HUH721010AL4200 Firmware Hell

schmidtd0039 · Feb 21, 2024

Hello everyone!

In light of the scare I had in https://www.truenas.com/community/t...-spanned-2xvdev-with-8x10tb-hdds-each.116288/, I'm combing through my NAS config to find things I missed in my original setup, as well as restoring my two hotspare drives that were consumed in the mentioned double resilver. Note that both these failed drives were HUH721010AL42C0's on A3Z4.

However, I've fallen into the HGST firmware rabbit hole.

In my NAS, I have 15 HUH721010AL42C0, and one HUH721010AL4200. Thankfully, both types are at 4K sectors, but are on mismatched firmware despite being the exact same drive model from the same reseller (deals2day). HUH721010AL42C0 are all matching on firmware A3Z4, the HUH721010AL4200 is on A21D. I never noticed the one mismatched drive at the time of the build. From online, I'm understanding these are the exact same drives, and the "C" indicates Cisco branding and firmware. Easy enough, and seems cross-flashing works fine.

---So my first question here, what is the BEST and safest way to upgrade the firmware on that single in-use drive? Do I have to remove, resilver with another drive? Or can I shut down the NAS, pull the drive, update the firmware too A3Z4 (for matching), and put it back in and TruNAS won't notice? My concern would be that flashing firmware, especially cross "vendor", would harm the data or how TruNAS recognizes the drive's membership in the pool.

On top of this decision, I'm having very hard time finding change notes or any information on HGST firmware updates. On HDD Guru's files, I see the newest firmware revision of LHGNAB01 listed for the HUH721010AL4200 line of drives, however in some searches, I don't see anyone using that version, but LHGNA9G0 is being referenced as people's go-to, from 2023. This is a relevant choice, as all three spare drives I just ordered from the same vendor, came as HUH721010AL4200 with firmware A21D, which I see online has known issues, so I'd like to address before adding to the pool as hotspares - but I'm on the fence if these should be flashed to AB01, A9G0, A3Z4, or something else entirely.
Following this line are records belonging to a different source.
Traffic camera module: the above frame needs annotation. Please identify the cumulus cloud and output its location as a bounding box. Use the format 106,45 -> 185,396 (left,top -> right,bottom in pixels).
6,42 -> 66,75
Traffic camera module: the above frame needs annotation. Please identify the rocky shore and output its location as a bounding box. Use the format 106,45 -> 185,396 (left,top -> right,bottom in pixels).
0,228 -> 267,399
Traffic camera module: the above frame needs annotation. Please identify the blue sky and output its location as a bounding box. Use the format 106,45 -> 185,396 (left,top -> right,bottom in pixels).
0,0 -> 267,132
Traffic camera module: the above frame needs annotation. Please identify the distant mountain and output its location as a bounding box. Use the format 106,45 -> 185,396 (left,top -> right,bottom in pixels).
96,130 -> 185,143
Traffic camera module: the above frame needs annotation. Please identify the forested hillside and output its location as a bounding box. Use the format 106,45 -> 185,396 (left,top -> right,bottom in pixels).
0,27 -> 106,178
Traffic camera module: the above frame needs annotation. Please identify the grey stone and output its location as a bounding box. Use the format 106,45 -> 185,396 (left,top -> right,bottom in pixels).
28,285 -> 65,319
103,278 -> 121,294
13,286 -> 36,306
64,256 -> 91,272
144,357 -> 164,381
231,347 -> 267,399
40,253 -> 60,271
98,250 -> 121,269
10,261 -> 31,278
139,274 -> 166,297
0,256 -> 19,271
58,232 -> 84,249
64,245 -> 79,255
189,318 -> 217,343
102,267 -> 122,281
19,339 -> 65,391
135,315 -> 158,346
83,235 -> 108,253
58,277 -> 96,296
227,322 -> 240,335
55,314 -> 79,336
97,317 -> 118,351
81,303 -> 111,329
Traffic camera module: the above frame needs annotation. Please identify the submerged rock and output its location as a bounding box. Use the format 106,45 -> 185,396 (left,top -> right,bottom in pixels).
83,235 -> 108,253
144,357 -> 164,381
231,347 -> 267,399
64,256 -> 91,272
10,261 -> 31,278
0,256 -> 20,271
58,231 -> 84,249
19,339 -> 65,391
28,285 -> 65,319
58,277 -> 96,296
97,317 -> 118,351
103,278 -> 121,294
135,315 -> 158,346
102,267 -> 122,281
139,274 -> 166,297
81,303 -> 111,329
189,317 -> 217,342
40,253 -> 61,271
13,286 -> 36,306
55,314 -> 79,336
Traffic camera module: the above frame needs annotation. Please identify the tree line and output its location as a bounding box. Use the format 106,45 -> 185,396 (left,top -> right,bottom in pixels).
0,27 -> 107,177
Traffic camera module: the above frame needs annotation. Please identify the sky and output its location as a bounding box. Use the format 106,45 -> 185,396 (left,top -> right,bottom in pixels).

---So second question - is it smarter for me to update these firmwares (overall) to A3Z4 to match the rest of my drives as a baseline? Or do I update my newest drives (and potentially the 1 rogue A21D) to the newest available AB01? (and depending on that risk/impact, maybe even flash the other 15 after taking some fresh-full state backups?

Any advice here would be appreciated!

schmidtd0039 · Feb 21, 2024

So in a bout of curiosity, I've decided to flash two of my new hotspares on one of each FW rev - that being one on the timestamped-latest AB01 version, and the other on my existing Cisco A3Z4 with Hugo on Windows
.\hugo update -s {drive SN} -f {firmware file}.bin

That went great from an early perspective, no issues there, and I've now started my burn-in process using BadBlocks with the drives mounted to the local WSL2 Ubuntu instance. Interestingly, the Generic AB01 firmware drive is running about twice as fast, percentage wise, than the Cisco A3Z4 one...
After 20 minutes of "sudo badblocks -svw -t random -b 4096 /dev/sdx", A3Z4 is at 1.2%, and AB01 is at 3.3%. Quite a significant disparity. Additionally, the disks are also reporting significantly different perf numbers - with the Cisco having much higher latency and slower performance than the Generic (see screenshot). The Cisco is performing like a 5400RPM drive from the early 2000s, and the Generic is performing like I'd expect a few-year-old DC drive to.

Unfortunately, these runs typically take a few days, so it'll be difficult to gather more data to ascertain whether or not these are just two wildly different performing drives, or if one is having issues or not, of if the firmware truly resulted in that degree of a performance bump. I did a quick smart test and viewed the error counts on both before BadBlocks, and it was straight zeros on both, so no signs of early failure there.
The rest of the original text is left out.